Emoji May Get Skin Tone Options

emoji

If you thought emojis were a short-lived gimmick, you could be disappointed by two new moves to improve the experience of using them.

The Unicode standard may be updated to allow emojis in particular skin tones. Meanwhile smart-typing app Swype has been updated to automatically suggest an emoji based on the tone of your text.

While many users had figured out ways of combining characters to represent facial expressions in text messages, the idea of having dedicated icons comes from Japan, where emoji literally means picture character.

Some of those emoji are now incorporated in Unicode, the industry standard for making sure letters and characters look the same in different computer systems and applications.

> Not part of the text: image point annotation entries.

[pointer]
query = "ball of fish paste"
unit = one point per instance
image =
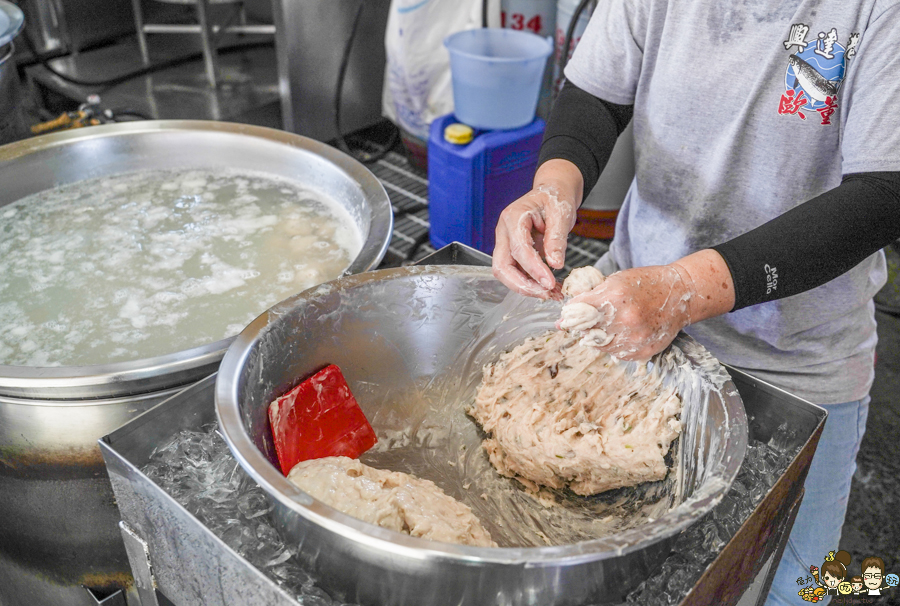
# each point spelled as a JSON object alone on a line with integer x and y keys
{"x": 582, "y": 280}
{"x": 560, "y": 413}
{"x": 390, "y": 499}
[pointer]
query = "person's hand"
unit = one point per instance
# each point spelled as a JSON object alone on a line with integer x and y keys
{"x": 531, "y": 232}
{"x": 638, "y": 311}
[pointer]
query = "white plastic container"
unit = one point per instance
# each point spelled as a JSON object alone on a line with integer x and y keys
{"x": 496, "y": 76}
{"x": 539, "y": 17}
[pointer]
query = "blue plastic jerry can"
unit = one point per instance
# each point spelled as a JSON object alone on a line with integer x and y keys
{"x": 473, "y": 175}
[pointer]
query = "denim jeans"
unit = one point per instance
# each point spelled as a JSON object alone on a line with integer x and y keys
{"x": 817, "y": 529}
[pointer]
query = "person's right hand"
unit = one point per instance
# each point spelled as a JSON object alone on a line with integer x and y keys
{"x": 535, "y": 226}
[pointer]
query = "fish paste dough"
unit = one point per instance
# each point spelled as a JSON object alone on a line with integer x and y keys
{"x": 560, "y": 413}
{"x": 390, "y": 499}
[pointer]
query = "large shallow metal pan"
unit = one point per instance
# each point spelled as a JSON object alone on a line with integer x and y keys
{"x": 411, "y": 343}
{"x": 41, "y": 163}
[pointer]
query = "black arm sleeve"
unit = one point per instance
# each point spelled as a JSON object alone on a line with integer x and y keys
{"x": 583, "y": 130}
{"x": 817, "y": 241}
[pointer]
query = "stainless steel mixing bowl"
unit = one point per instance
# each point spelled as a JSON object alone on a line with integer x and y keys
{"x": 411, "y": 343}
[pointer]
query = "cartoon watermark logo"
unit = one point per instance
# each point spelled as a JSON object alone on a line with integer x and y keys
{"x": 815, "y": 72}
{"x": 834, "y": 580}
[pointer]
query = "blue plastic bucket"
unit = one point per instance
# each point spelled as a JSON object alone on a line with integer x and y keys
{"x": 496, "y": 76}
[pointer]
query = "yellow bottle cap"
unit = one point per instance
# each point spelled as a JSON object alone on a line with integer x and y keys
{"x": 460, "y": 134}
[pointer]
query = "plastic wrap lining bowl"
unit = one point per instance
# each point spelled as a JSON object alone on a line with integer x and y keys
{"x": 411, "y": 343}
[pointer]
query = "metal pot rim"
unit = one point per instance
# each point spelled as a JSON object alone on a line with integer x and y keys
{"x": 278, "y": 487}
{"x": 182, "y": 367}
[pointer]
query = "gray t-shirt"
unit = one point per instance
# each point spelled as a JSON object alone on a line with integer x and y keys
{"x": 741, "y": 112}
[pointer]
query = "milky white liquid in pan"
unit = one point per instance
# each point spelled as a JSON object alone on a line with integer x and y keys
{"x": 149, "y": 263}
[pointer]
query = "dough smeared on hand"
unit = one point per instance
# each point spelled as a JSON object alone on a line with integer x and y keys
{"x": 559, "y": 413}
{"x": 582, "y": 319}
{"x": 390, "y": 499}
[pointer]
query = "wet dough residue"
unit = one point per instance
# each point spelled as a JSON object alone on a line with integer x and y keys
{"x": 560, "y": 413}
{"x": 390, "y": 499}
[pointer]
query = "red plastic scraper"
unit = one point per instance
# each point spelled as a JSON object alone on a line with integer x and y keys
{"x": 319, "y": 418}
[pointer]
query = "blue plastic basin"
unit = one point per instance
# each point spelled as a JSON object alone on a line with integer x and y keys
{"x": 496, "y": 76}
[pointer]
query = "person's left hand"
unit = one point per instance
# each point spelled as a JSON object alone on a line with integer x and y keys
{"x": 641, "y": 310}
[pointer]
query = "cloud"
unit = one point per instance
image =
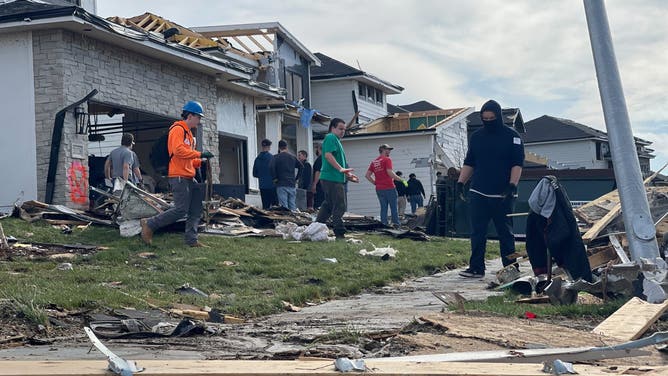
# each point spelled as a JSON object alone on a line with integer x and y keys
{"x": 534, "y": 55}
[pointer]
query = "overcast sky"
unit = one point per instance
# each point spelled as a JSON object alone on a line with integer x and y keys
{"x": 530, "y": 54}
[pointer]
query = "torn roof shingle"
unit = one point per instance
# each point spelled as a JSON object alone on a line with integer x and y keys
{"x": 21, "y": 9}
{"x": 413, "y": 107}
{"x": 548, "y": 128}
{"x": 331, "y": 68}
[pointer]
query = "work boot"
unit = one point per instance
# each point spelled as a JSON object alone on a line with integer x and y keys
{"x": 197, "y": 244}
{"x": 146, "y": 232}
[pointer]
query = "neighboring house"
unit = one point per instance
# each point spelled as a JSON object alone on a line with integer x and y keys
{"x": 340, "y": 90}
{"x": 450, "y": 126}
{"x": 424, "y": 143}
{"x": 413, "y": 107}
{"x": 575, "y": 145}
{"x": 414, "y": 152}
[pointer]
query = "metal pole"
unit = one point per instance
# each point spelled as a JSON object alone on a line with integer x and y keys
{"x": 640, "y": 229}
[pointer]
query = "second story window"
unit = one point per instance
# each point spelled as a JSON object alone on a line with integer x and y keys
{"x": 370, "y": 94}
{"x": 379, "y": 97}
{"x": 293, "y": 85}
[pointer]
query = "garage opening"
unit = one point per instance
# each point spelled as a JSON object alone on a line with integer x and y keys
{"x": 233, "y": 177}
{"x": 106, "y": 124}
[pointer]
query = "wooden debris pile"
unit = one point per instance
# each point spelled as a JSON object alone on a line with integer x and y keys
{"x": 602, "y": 225}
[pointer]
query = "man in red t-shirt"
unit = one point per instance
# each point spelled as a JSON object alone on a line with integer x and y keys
{"x": 381, "y": 175}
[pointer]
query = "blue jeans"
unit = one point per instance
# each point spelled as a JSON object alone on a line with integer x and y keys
{"x": 188, "y": 197}
{"x": 333, "y": 206}
{"x": 482, "y": 210}
{"x": 388, "y": 197}
{"x": 287, "y": 197}
{"x": 416, "y": 202}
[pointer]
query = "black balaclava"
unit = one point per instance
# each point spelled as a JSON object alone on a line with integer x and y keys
{"x": 493, "y": 106}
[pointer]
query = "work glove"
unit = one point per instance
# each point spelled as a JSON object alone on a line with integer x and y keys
{"x": 460, "y": 191}
{"x": 510, "y": 192}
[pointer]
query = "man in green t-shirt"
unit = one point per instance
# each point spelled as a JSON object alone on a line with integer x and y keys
{"x": 332, "y": 177}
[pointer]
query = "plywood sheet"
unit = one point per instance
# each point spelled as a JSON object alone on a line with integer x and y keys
{"x": 515, "y": 333}
{"x": 631, "y": 320}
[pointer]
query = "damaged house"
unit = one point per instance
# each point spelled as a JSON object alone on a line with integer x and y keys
{"x": 424, "y": 142}
{"x": 576, "y": 146}
{"x": 80, "y": 81}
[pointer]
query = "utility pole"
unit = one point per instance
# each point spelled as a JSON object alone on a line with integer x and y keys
{"x": 640, "y": 230}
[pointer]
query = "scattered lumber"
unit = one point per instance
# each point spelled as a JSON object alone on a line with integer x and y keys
{"x": 303, "y": 367}
{"x": 599, "y": 213}
{"x": 631, "y": 320}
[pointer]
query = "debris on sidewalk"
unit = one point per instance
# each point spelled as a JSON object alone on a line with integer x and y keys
{"x": 290, "y": 307}
{"x": 631, "y": 320}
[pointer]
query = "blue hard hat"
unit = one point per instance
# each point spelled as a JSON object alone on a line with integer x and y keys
{"x": 194, "y": 107}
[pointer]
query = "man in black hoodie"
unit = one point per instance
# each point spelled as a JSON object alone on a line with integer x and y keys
{"x": 494, "y": 164}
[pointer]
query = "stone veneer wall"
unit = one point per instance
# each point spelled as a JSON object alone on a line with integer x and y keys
{"x": 68, "y": 65}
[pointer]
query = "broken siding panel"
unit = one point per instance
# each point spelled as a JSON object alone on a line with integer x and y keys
{"x": 111, "y": 141}
{"x": 407, "y": 151}
{"x": 19, "y": 174}
{"x": 570, "y": 154}
{"x": 236, "y": 116}
{"x": 452, "y": 138}
{"x": 333, "y": 98}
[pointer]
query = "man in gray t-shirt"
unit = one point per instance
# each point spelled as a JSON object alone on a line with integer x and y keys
{"x": 121, "y": 160}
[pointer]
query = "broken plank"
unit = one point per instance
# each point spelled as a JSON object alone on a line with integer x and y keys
{"x": 593, "y": 232}
{"x": 619, "y": 249}
{"x": 299, "y": 367}
{"x": 631, "y": 320}
{"x": 601, "y": 256}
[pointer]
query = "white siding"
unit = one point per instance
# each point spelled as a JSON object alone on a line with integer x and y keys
{"x": 570, "y": 154}
{"x": 111, "y": 141}
{"x": 333, "y": 98}
{"x": 370, "y": 110}
{"x": 19, "y": 176}
{"x": 360, "y": 152}
{"x": 236, "y": 116}
{"x": 452, "y": 138}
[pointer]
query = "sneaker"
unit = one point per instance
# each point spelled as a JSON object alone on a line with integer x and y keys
{"x": 470, "y": 273}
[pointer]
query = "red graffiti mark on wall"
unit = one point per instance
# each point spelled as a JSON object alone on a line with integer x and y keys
{"x": 77, "y": 177}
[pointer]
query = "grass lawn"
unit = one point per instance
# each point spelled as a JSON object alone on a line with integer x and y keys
{"x": 264, "y": 271}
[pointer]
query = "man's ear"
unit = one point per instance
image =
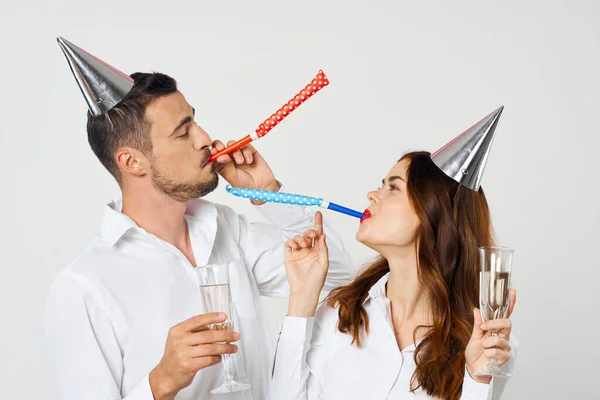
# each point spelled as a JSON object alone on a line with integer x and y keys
{"x": 132, "y": 161}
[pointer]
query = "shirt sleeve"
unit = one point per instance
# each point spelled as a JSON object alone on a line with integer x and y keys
{"x": 85, "y": 356}
{"x": 300, "y": 360}
{"x": 473, "y": 390}
{"x": 263, "y": 247}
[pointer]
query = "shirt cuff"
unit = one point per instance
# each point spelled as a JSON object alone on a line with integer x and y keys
{"x": 284, "y": 215}
{"x": 476, "y": 389}
{"x": 297, "y": 329}
{"x": 141, "y": 391}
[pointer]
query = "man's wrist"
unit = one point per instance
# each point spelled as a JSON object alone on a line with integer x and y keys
{"x": 161, "y": 389}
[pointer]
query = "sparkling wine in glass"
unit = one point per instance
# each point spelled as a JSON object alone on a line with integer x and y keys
{"x": 216, "y": 296}
{"x": 494, "y": 288}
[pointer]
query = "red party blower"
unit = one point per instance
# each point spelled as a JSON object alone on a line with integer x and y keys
{"x": 313, "y": 87}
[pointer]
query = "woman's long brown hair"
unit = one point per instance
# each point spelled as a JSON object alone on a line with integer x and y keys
{"x": 454, "y": 222}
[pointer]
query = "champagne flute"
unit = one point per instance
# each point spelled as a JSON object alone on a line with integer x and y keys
{"x": 216, "y": 296}
{"x": 494, "y": 287}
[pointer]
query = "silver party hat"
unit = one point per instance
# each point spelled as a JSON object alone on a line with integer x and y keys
{"x": 464, "y": 158}
{"x": 102, "y": 85}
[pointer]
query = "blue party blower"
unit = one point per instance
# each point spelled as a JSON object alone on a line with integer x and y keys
{"x": 287, "y": 198}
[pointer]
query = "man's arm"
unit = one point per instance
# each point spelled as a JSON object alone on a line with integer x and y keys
{"x": 84, "y": 352}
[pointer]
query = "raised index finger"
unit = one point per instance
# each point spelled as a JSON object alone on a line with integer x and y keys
{"x": 319, "y": 223}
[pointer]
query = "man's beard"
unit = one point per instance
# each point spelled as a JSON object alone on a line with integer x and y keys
{"x": 183, "y": 191}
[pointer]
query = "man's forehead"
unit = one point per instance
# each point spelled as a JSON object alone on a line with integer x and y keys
{"x": 170, "y": 107}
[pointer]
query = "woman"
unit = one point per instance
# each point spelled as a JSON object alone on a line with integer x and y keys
{"x": 407, "y": 326}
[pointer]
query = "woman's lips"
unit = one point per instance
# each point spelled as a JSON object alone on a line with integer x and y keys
{"x": 367, "y": 215}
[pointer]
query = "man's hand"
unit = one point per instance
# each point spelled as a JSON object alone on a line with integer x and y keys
{"x": 245, "y": 168}
{"x": 190, "y": 347}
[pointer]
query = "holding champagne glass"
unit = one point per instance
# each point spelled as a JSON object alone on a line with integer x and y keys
{"x": 495, "y": 294}
{"x": 216, "y": 297}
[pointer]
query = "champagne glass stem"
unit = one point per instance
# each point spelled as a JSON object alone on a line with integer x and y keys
{"x": 227, "y": 367}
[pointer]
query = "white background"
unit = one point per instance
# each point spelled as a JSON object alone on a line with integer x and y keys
{"x": 404, "y": 76}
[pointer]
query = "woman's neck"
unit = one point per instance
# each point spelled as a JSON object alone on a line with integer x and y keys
{"x": 409, "y": 300}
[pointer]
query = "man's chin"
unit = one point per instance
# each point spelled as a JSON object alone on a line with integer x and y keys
{"x": 185, "y": 192}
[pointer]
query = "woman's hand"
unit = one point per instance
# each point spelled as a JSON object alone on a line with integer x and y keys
{"x": 306, "y": 263}
{"x": 482, "y": 347}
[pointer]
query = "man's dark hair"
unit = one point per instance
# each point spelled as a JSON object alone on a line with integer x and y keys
{"x": 124, "y": 125}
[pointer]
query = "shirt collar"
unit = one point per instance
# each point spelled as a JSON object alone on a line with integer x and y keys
{"x": 378, "y": 289}
{"x": 201, "y": 216}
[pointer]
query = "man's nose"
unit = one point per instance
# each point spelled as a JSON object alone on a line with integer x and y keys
{"x": 201, "y": 139}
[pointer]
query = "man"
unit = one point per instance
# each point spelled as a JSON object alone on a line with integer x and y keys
{"x": 126, "y": 319}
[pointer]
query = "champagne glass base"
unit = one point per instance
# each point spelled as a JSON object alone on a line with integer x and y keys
{"x": 230, "y": 387}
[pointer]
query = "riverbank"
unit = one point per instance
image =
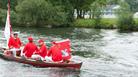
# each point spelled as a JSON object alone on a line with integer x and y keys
{"x": 106, "y": 23}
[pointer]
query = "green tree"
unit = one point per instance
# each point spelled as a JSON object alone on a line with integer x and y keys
{"x": 40, "y": 12}
{"x": 125, "y": 17}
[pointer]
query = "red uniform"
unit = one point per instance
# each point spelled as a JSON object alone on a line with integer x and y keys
{"x": 14, "y": 43}
{"x": 55, "y": 53}
{"x": 29, "y": 49}
{"x": 42, "y": 51}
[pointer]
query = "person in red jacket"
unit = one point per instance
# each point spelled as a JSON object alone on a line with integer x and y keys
{"x": 14, "y": 44}
{"x": 42, "y": 51}
{"x": 55, "y": 52}
{"x": 30, "y": 48}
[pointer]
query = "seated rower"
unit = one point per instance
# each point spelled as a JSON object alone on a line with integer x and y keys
{"x": 42, "y": 51}
{"x": 14, "y": 44}
{"x": 29, "y": 48}
{"x": 55, "y": 52}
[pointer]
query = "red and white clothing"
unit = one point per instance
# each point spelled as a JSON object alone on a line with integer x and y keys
{"x": 29, "y": 49}
{"x": 55, "y": 53}
{"x": 14, "y": 42}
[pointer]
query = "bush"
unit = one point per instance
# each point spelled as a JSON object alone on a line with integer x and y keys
{"x": 105, "y": 23}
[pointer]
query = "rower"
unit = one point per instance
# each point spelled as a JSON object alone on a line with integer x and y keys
{"x": 14, "y": 44}
{"x": 55, "y": 52}
{"x": 42, "y": 51}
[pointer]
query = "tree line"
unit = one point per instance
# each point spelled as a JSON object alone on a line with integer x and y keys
{"x": 58, "y": 13}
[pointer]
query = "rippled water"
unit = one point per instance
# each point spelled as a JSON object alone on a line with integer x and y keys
{"x": 104, "y": 53}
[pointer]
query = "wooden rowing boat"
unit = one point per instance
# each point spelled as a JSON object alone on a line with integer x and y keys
{"x": 35, "y": 63}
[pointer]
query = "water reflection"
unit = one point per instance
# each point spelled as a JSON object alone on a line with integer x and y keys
{"x": 104, "y": 53}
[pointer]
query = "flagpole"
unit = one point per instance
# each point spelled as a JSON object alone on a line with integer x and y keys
{"x": 9, "y": 15}
{"x": 8, "y": 28}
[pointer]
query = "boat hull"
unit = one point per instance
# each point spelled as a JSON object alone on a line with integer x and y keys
{"x": 35, "y": 63}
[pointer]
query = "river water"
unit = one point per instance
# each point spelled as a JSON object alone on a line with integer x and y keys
{"x": 104, "y": 53}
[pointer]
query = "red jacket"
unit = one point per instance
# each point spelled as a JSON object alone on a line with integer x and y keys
{"x": 14, "y": 43}
{"x": 55, "y": 53}
{"x": 29, "y": 49}
{"x": 42, "y": 51}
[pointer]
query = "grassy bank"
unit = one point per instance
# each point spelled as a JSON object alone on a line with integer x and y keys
{"x": 106, "y": 23}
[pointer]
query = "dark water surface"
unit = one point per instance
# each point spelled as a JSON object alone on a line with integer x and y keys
{"x": 104, "y": 53}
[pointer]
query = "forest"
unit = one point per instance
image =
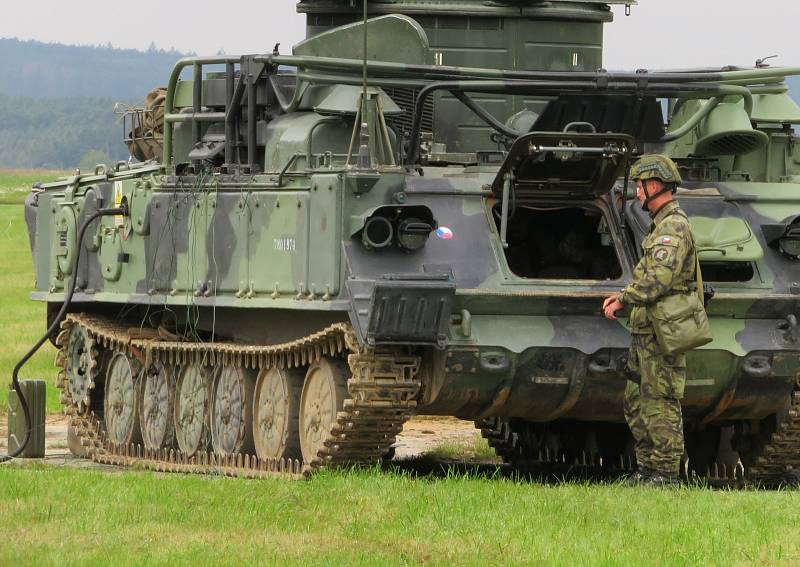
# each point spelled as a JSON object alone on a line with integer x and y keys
{"x": 57, "y": 101}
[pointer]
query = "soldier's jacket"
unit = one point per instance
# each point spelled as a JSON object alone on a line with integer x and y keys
{"x": 667, "y": 266}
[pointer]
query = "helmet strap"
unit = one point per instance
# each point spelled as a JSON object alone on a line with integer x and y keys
{"x": 649, "y": 197}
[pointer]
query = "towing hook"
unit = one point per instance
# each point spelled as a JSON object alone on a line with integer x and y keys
{"x": 789, "y": 328}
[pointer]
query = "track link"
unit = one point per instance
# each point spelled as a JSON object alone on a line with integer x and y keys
{"x": 778, "y": 463}
{"x": 382, "y": 397}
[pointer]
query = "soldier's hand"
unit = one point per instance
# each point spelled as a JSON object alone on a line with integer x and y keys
{"x": 610, "y": 307}
{"x": 610, "y": 299}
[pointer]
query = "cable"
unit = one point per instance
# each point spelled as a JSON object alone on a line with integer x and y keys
{"x": 122, "y": 210}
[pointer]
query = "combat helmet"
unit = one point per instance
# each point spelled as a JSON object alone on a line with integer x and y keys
{"x": 660, "y": 167}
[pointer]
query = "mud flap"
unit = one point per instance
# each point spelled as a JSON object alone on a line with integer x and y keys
{"x": 403, "y": 309}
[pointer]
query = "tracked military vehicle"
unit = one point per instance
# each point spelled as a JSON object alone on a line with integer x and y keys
{"x": 420, "y": 214}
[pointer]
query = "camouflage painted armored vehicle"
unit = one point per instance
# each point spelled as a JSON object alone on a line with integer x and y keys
{"x": 328, "y": 246}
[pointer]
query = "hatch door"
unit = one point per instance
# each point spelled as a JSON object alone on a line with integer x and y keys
{"x": 564, "y": 165}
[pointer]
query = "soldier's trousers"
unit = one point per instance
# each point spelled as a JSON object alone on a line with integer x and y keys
{"x": 653, "y": 407}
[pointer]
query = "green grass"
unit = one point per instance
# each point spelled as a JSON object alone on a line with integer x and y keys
{"x": 16, "y": 183}
{"x": 22, "y": 321}
{"x": 56, "y": 516}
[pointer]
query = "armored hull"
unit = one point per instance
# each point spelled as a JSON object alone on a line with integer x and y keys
{"x": 314, "y": 259}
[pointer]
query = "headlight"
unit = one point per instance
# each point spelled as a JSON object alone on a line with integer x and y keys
{"x": 789, "y": 243}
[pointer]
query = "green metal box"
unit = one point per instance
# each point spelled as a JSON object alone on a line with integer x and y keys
{"x": 35, "y": 394}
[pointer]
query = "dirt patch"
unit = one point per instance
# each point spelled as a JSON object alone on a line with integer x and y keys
{"x": 421, "y": 435}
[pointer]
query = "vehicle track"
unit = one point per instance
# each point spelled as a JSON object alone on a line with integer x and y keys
{"x": 382, "y": 397}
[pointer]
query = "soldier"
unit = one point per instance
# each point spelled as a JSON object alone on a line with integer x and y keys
{"x": 656, "y": 381}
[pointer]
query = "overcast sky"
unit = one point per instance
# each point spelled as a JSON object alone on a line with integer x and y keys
{"x": 659, "y": 33}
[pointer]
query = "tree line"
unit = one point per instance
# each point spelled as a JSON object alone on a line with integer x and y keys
{"x": 57, "y": 101}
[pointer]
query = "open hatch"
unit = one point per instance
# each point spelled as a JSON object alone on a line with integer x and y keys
{"x": 562, "y": 165}
{"x": 548, "y": 224}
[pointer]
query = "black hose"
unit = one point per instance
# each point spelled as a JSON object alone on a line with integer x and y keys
{"x": 123, "y": 210}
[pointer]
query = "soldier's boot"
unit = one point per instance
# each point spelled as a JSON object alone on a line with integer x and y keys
{"x": 639, "y": 477}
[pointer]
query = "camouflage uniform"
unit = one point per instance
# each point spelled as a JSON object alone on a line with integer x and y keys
{"x": 652, "y": 408}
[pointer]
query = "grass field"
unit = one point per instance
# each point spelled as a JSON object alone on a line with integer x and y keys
{"x": 22, "y": 321}
{"x": 16, "y": 183}
{"x": 63, "y": 516}
{"x": 69, "y": 517}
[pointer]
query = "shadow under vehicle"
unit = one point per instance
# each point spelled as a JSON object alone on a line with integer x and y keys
{"x": 325, "y": 247}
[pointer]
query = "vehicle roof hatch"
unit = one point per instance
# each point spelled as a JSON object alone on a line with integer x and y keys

At the moment the Unicode standard calls for emojis of faces to be a neutral color such as yellow, or to only be the outline of a face. However, a proposal under consideration would include the option to choose between five skin tones to better represent the individual sending the message. Those tones are taken from five of the six categories used in dermatology to classify the risk of sunburn; it appears emoji-loving goths and redheads are out of luck.

The system would work by the skin tones being a ‘character’ in themselves, so for example selecting a smiley face and then a dark skin tone would produce a dark smiley face. As things stand, the skin tone selection would only modify human emoji such as faces.

There’s still a lot of administration before the proposal is adopted and takes effect, but it appears to be backed by both Apple and Google, so looks to have a good shot of becoming reality.

Meanwhile Swype has introduced auto-emoji options in its latest iOS update. The app works by users swiping their finger from letter to letter rather than tapping individual keys, with ambiguities over the intended word figured out by the context of the writing. The latest edition will use that contextual analysis to suggest an emoji that fits the context of your message.

The feature will be available in six languages: French, German, Italian, Spanish, UK English and US English. Hopefully every single message typed in UK English, regardless of its content, will produce a winky face emoji to indicate irony or sarcasm.